Becoming
I’ve missed more than 9,000 shots in my career. I’ve lost almost 300 games. 26 times, I’ve been trusted to take the game winning shot and missed. I’ve failed over and over and over again in my life. And that is why I succeed.
– Michael Jordan
Michael Jordan is one of the greatest basketball players of all time. It was always fun to watch him step onto the court, get into the game, and work what seemed to be some kind of magic. He had an ability to make things happen that, at times, seemed to defy the laws to which mortals are bound. He had an undeniable greatness about him, and that is why I am so impressed by his statement on failure and success.
When the name “Michael Jordan” is said, most will think of success and not failure. And when his failures are brought up, most will brush them aside and refocus on his accomplishments. However, when someone else who has not enjoyed as many successes has a temporary setback, our human nature seems to be more critical of that setback simply because she or he is not as successful. Indeed, many of us are likely guilty of judging one another too harshly and assuming a less than ideal motive.

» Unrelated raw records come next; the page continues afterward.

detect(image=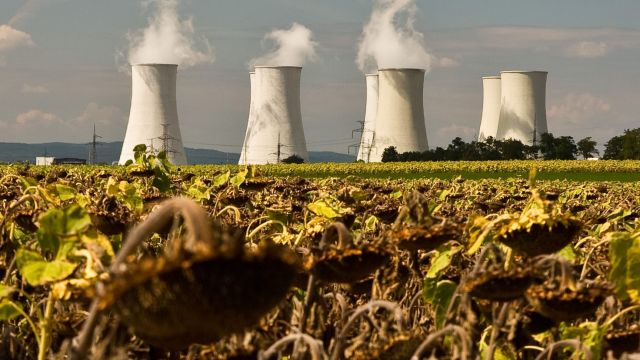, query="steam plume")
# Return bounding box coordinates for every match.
[127,0,215,68]
[249,23,318,66]
[356,0,431,72]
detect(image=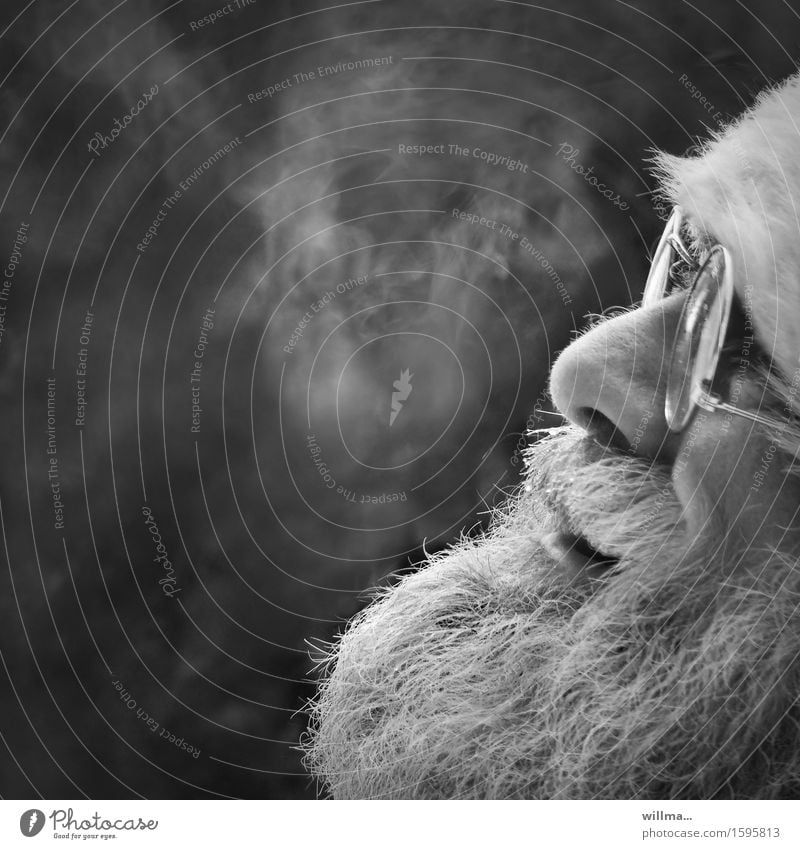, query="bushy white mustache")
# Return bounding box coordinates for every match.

For example, I take my car to have the muffler and exhaust system repaired. A year later, the entire exhaust pipe falls off. Of course the technician “screwed something up” or “cut a corner” and that it why the repair did not last. It had nothing to do with the fact that my car is 16 years old and held together mainly by duct tape and bailing wire.
We all want perfection in the services and products that we receive and consume. When something falls short, we are typically critical of the individual or company that provided the service or product. And yet, how often do we require the same level of perfection from ourselves? And how do we strive for a standard of perfection while living with the imperfection within and around each and every one of us?

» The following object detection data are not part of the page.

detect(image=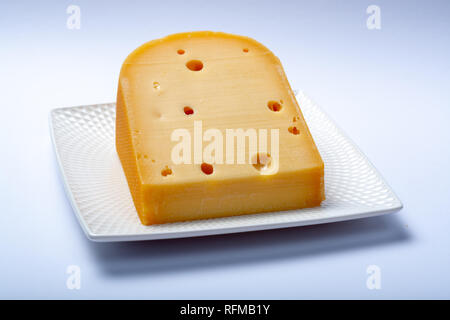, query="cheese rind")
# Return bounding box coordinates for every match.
[116,31,324,225]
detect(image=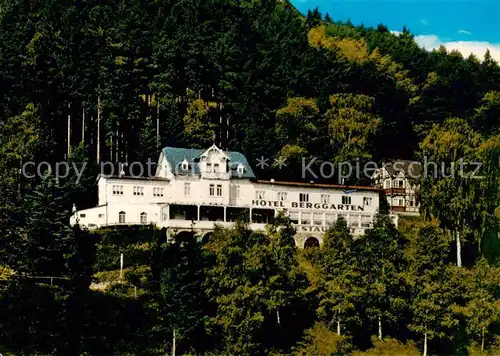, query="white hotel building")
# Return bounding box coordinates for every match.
[71,145,397,247]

One of the principles that I am trying to instill in each of my children is that it matters more where they are headed than where they have been. While our experiences are important, they do not determine our course. Early in my career a mentor taught me that two employees, each with 20 years of experience, could be vastly different. “One,” he said, “may have had twenty years of experience while the other has experienced the same year 20 times.”
The difference is growth. We become better – our skills increase. And as our skills increase we are better able to chart a course of becoming better. You may want to be a better parent. You may want to be in better health. You may want to contribute more to your community. Whatever your direction, you will fail. You can learn. And then you can become better – more adept at identifying needs in others, more capable of providing labor to those who would benefit from it, more able to find peace in whom you are while striving to become who you want you want to be.
Let us assume the best of others and of ourselves as we work toward becoming what C.S. Lewis called “everlasting splendors”.